In the US, resistance to preferential trade liberalisation (conditional on it taking place) cannot take the form of positive preferential tariffs for institutional reasons, as we explain in the data section of the paper. It can only take the form of delayed liberalisation. Therefore, our measure of the intensity of post-Uruguay Round preferential trade liberalisation (or ‘PTL’) for each good is the frequency at which the US grants immediate duty-free access to its market to its FTA trading partners…

We find that an increase in the tariff CUT of one percentage point is associated with an increase in the probability of the US granting immediate duty-free access to its market to all trade partners by about twenty-five percent at the sample mean.
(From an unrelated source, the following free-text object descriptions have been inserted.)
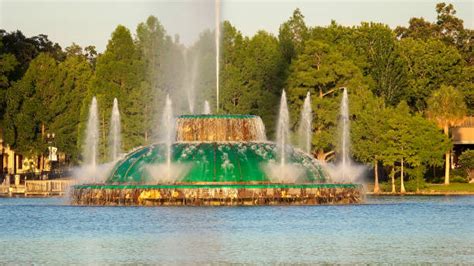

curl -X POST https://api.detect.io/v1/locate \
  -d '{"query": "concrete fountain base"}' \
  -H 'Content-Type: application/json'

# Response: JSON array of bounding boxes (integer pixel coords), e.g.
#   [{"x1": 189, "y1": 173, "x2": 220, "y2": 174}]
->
[{"x1": 71, "y1": 183, "x2": 363, "y2": 206}]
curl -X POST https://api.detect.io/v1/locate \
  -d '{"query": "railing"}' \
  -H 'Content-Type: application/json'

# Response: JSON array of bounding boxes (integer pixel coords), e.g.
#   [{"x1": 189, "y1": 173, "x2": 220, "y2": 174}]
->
[{"x1": 25, "y1": 179, "x2": 75, "y2": 196}]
Given that the standard error for CUT in the sample is 4.34 percentage points, this is a large effect…

[W]e introduce the Uruguay Round MFN tariff rate as a control in all our regressions. The estimated coefficient is negative, implying that the US disproportionately grants duty free access to its market on a preferential basis for goods that have a low MFN tariff rate already.

The authors interpret their findings as showing a complementarity between multilateral and preferential trade negotiations.